Sous le beau vernis d’aide humanitaire, une tout autre situation se développe en Haïti. Une situation qui reflète la longue histoire de cette nation surexploitéeFox News a révélé qu’un autre lucratif contrat sans appel d’offre a été octroyé à un lobbyiste et ami de haut profile « politiquement connecté » à l’ancien président Bill Clinton. La USAID qui est un cheval de Troie, tout comme pour la NED, permet différentes opérations américaines sur le terrain, sous le couvert d’aide humanitaire. On a appris qu’il est prévisible que les troupes américaines demeurent en Haïti pour un temps considérable. Selon les sources, du 20 000 soldats américains présents suite au terrible tremblement de terre du 12 janvier, il en reste entre 6 500 et 10 000. Ce qui est planifié pour le moment, c’est de plus en plus de personnel de la USAID et de moins en moins de troupes. Il semble que toutes prétentions à l’effet que Haïti est un pays indépendant ont été évacuée par le gouvernement américain.

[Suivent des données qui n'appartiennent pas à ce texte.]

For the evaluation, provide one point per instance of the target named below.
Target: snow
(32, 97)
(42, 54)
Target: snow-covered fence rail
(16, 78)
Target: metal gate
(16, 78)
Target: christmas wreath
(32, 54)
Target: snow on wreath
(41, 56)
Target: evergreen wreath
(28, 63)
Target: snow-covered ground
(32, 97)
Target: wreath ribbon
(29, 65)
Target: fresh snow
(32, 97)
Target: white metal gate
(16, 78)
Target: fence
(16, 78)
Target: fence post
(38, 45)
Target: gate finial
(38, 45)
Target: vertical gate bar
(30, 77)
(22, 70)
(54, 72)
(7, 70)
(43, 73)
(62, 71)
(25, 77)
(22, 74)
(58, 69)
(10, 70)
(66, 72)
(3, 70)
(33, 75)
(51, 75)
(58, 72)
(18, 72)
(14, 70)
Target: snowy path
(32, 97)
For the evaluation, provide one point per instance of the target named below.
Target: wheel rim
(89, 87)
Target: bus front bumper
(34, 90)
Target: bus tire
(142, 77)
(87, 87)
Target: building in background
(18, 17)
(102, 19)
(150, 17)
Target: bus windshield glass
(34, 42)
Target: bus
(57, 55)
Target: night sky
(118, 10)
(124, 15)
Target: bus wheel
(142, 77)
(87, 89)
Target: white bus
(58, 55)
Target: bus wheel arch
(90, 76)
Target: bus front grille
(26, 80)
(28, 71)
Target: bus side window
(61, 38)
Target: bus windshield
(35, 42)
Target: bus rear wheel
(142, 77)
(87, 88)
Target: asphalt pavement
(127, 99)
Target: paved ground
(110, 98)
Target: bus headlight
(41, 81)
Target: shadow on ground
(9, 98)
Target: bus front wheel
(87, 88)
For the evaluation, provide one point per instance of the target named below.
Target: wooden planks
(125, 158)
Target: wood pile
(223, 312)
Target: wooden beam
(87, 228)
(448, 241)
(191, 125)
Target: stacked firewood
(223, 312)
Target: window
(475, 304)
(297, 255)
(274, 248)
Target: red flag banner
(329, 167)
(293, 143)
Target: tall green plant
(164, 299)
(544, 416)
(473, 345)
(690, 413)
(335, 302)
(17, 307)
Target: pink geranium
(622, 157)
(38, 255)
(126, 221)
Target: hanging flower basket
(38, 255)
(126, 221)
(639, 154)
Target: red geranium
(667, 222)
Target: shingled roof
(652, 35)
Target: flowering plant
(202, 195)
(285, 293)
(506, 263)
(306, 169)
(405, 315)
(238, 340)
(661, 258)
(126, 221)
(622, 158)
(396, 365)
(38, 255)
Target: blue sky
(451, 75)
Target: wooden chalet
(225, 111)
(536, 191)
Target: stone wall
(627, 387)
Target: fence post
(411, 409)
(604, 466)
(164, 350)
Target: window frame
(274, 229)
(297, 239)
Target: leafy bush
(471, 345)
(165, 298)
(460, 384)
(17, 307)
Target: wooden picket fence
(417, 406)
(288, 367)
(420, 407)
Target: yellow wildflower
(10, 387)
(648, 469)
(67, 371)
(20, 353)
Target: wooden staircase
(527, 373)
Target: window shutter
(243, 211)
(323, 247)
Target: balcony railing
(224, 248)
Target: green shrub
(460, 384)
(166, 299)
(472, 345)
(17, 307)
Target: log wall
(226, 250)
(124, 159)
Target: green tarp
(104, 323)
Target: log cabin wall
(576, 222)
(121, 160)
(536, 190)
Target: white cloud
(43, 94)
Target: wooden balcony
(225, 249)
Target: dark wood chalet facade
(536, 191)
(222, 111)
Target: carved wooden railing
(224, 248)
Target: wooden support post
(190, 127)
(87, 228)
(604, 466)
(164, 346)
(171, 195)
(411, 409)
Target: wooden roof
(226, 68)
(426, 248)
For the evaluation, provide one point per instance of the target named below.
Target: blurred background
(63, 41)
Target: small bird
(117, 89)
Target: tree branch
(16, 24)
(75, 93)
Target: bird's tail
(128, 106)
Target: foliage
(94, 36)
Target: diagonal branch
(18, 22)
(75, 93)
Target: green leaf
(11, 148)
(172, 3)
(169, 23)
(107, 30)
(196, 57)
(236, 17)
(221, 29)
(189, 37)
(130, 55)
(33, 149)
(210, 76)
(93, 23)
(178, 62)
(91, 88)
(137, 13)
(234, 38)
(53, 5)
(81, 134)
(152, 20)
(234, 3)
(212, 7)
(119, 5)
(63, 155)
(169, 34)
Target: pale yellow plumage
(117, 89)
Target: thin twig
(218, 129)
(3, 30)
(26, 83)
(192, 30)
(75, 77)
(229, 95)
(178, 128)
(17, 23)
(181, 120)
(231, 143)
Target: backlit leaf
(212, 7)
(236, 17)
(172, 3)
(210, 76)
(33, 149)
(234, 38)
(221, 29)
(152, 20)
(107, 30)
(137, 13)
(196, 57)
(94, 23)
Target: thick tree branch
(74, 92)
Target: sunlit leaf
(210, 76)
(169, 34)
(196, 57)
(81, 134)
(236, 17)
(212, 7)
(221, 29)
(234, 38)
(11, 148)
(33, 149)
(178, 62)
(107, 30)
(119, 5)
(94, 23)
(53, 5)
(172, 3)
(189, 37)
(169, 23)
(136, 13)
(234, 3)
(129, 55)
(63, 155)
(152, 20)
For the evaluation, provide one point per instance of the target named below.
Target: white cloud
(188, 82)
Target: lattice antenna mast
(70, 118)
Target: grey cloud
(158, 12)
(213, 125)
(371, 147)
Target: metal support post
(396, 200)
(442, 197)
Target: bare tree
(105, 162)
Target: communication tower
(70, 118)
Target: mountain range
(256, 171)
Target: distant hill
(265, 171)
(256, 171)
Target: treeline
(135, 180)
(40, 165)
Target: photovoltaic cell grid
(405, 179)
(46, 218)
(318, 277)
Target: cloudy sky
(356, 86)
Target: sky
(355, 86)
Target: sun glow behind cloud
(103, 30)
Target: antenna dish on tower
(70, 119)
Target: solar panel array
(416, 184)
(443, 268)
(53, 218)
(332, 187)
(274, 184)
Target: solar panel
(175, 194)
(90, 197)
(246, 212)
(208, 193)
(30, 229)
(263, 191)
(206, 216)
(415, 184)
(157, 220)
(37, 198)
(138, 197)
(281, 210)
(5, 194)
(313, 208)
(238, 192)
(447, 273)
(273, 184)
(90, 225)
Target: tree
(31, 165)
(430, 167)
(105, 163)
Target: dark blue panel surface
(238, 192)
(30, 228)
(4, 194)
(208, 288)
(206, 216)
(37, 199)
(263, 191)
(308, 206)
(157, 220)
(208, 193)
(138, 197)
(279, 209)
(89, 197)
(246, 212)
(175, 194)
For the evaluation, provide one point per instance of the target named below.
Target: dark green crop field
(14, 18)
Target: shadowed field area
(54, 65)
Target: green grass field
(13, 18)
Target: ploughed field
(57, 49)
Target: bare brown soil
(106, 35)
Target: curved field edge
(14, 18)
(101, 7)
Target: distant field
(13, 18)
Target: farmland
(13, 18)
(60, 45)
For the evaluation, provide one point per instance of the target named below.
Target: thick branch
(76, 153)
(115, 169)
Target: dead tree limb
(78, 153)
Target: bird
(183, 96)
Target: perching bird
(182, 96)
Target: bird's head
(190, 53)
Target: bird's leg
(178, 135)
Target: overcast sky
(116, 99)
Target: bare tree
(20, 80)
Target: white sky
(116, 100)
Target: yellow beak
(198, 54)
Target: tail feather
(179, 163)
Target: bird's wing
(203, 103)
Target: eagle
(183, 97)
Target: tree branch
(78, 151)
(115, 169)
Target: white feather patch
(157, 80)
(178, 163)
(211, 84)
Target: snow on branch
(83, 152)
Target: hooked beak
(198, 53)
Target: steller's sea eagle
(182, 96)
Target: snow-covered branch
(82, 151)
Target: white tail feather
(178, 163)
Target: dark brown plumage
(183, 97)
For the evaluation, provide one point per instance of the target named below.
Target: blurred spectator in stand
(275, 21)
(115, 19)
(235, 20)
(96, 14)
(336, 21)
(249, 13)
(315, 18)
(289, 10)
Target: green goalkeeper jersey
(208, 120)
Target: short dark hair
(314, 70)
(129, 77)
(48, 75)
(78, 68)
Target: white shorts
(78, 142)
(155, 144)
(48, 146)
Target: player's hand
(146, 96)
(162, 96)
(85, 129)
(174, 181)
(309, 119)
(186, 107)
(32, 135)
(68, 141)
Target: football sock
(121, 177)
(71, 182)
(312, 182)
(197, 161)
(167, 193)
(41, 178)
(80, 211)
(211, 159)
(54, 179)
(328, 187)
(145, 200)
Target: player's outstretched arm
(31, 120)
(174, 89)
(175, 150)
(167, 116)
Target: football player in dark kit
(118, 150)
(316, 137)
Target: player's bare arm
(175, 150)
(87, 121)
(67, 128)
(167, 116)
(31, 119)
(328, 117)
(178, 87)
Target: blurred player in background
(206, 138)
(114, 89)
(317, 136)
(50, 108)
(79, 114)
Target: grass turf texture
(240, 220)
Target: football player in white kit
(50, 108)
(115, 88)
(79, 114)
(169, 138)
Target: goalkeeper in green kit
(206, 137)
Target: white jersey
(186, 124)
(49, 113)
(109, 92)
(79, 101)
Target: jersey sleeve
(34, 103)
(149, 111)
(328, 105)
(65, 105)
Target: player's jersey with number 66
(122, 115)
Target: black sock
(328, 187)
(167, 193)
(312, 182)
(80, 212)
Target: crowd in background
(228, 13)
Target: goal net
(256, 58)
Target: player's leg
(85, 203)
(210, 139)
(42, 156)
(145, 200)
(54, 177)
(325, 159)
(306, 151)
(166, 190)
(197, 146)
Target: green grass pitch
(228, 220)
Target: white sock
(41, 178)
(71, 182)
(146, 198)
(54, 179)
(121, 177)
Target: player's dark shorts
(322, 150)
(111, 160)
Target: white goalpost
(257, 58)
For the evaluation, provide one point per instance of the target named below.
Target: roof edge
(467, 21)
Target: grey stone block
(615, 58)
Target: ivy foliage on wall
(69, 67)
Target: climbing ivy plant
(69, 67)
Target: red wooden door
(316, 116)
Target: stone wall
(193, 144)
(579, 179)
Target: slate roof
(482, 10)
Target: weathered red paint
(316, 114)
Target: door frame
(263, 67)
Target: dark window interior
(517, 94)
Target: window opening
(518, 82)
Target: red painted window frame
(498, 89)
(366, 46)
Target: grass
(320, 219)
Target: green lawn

Dans les médias, on se demande ouvertement quel rôle les États-Unis devraient jouer, allant jusqu’à considérer une annexion d’Haïti dans le style de Puerto Rico. On propose de reconstruire le pays et sa structure gouvernementale à partir de zéro. Obama a indiqué au cours d’une conférence de presse, confirmé par le président haïtien, que la présence militaire américaine en Haïti continuera indéfiniment. On peut alors considérer que le pays est de facto sous contrôle des États-Unis. En plus de lui conférer une position géostratégique dans la région, tout près de ses plus grands ennemis, Cuba et le Vénézuela, cela a beaucoup à voir avec des arrangements complaisants pour mettre la main sur les ressources naturelles d’Haïti et pour préserver les conditions de travail des ateliers de misère dans les usines d’Haïti. Et les réelles conditions de vie épouvantables que la plupart du peuple haïtien endure ne s’amélioreront jamais: c’est ainsi conçu.

Conclusion

L’Amérique du sud est à nouveau la cible de l’Empire. Pas à pas, si nous n’y prenons pas garde et ne montons pas une féroce opposition à une nouvelle conflagration et déstabilisation de tout ce continent, il y a fort à parier que nous allons assister à un autre front de la guerre pour assurer l’hégémonie américaine. Il est grand temps d’instaurer une ère de paix véritable et d’emprisonner les interventionnistes.